Und das fragst du im Diablo-Forum? Hier werden wohl mer für Diablo sein denk ich mal ... (ich gehör dazu 


			Dieser Inhalt steht nur eingeloggten Mitgliedern zur Verfügung.
        

)


----------



## resusseleman (9. August 2008)

Der TE meint wohl die Frage, über die hier schon x-mal diskutiert wurde: Wollt ihr auf buffed.de ein Unterportal für Diablo (so wie es seit der Ankündigung von D3 schon der Fall ist)
oder statt dessen lieber zu einem MMO(RP)G?

@m0rg0th: Ich bin wohl einfach zu langsam mit dem Schreiben. Wollte auch gerade anmerken, dass das Forum etwas unglücklich gewählt ist. 

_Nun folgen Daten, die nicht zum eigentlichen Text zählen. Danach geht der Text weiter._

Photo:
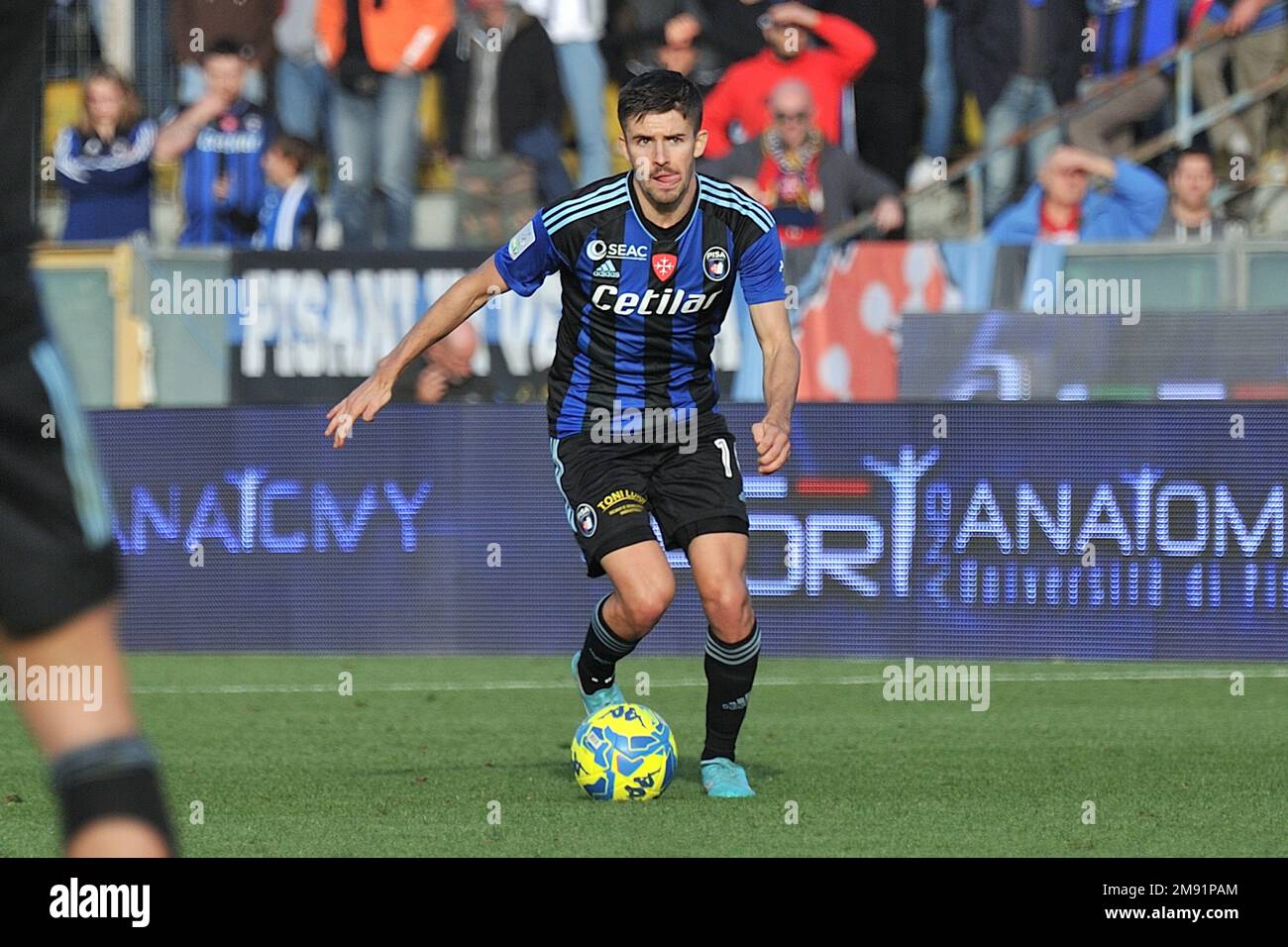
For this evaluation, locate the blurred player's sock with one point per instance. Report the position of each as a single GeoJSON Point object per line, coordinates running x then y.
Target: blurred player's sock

			Dieser Inhalt steht nur eingeloggten Mitgliedern zur Verfügung.


----------



## Rascal (9. August 2008)

Versteh ich was falsch? Gibts doch schon..


----------



## resusseleman (9. August 2008)

Ja natürlich gibts das schon und auch nicht erst seit gestern.

Entweder hats der TE noch nicht gemerkt oder er will einfach nur wissen, wer dafür ist das gegen ein MMOG zu tauschen.
Aber das Thema wurde ja nun schon zu Genüge breitgetreten.

Vielleicht sind wir aber auch alle auf dem Holzweg und er will auf etwas ganz anderes hinaus.


----------



## Yiraja (9. August 2008)

gabs doch schon mal ... ^^


----------



## patrick02 (9. August 2008)

ist jetzt egal close pls


----------